Enregistrer au format PDF  Version imprimable de cet article Version imprimablemardi 16 juin 2015, par Clémentine VIVARELLI

Article paru dans la revue Migrations Société, vol.26, n°155, sept-oct. 2014, p. 181-191

"Les modes de gestion des manifestations religieuses à l’école qui vont être exposés par la suite sont des exemples (parmi d’autres) de ce que nous avons relevé d’un travail de terrain réalisé de 2007 à 2012 dans le cadre d’une thèse de doctorat en sociologie soutenue le 1er avril 2014 à l’université de Strasbourg : La Laïcité à l’école : une croyance normative entre éthique de responsabilité et éthique de conviction"

Extraits

Introduction

[...]

L’article est disponible au téléchargement sur le site "Islam et Laïcité" (PDF - 11 pages - 84,1 ko)

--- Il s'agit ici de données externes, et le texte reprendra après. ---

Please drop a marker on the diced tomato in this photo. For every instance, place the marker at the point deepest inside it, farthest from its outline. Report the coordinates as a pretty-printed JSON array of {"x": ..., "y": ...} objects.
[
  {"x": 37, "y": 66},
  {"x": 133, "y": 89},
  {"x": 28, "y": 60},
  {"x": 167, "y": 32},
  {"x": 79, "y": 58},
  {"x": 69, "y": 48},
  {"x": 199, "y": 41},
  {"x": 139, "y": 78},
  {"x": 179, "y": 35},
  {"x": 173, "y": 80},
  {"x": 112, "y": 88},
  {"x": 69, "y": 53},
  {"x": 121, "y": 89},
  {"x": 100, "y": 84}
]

« Si la visibilité de l’islam en contexte scolaire est souvent appréhendée par les médias sous l’angle de la conflictualité, et ce en raison d’une lecture laïciste de la réalité sociale, qu’en est-il réellement sur le terrain ? Les acteurs scolaires sont-ils confrontés à une montée des problématiques religieuses ? Les manifestations de l’islam génèrent-elles des conflits dans le domaine éducatif ?

L’enquête réalisée amène à relativiser les discours médiatiques sur le phénomène. On voit en effet que les conflits liés à la manifestation de l’islam à l’école constituent une réalité marginale et sont loin de générer des tensions déstabilisantes pour les acteurs scolaires. Ces derniers se révèlent au contraire à l’origine de la mise en place de nombreux aménagements des signes religieux et de la pratique religieuse des usagers. Largement méconnus, ces modes de gestion témoignent d’une application qu’on peut nommer « conséquentialiste » de la laïcité, pour emprunter un vocable à la théorie de l’action publique. La majorité des acteurs scolaires mettent en œuvre une éthique du compromis et de l’adaptation des moyens de l’action aux caractéristiques de la réalité scolaire ainsi qu’aux conséquences et aux objectifs de l’action. »

Conclusion

[...]

« Pour le formuler en d’autres termes, les pratiques professionnelles des acteurs scolaires sont traversées par une tension entre, d’un côté, l’impératif de neutralité et le respect des règles et des lois inhérentes aux principes de laïcité qui leur sont imposés en tant que représentants publics de l’État et, de l’autre, le souci de faire preuve de pragmatisme et de s’adapter aux caractéristiques de la réalité scolaire quotidienne. Ces conclusions rejoignent les analyses de Jacques Commaille sur l’application du droit par les magistrats français. Alors que certains agissent en garants du référentiel institutionnel et sont soucieux de faire respecter
un méta-ordre étatique de la justice indépendant de la société civile, d’autres adoptent des attitudes pragmatiques orientées par un souci de la justice incarnée dans la réalité sociale. Tandis que certains juges et magistrats s’assurent du respect des lois, d’autres se présentent comme des « opérateurs du social ».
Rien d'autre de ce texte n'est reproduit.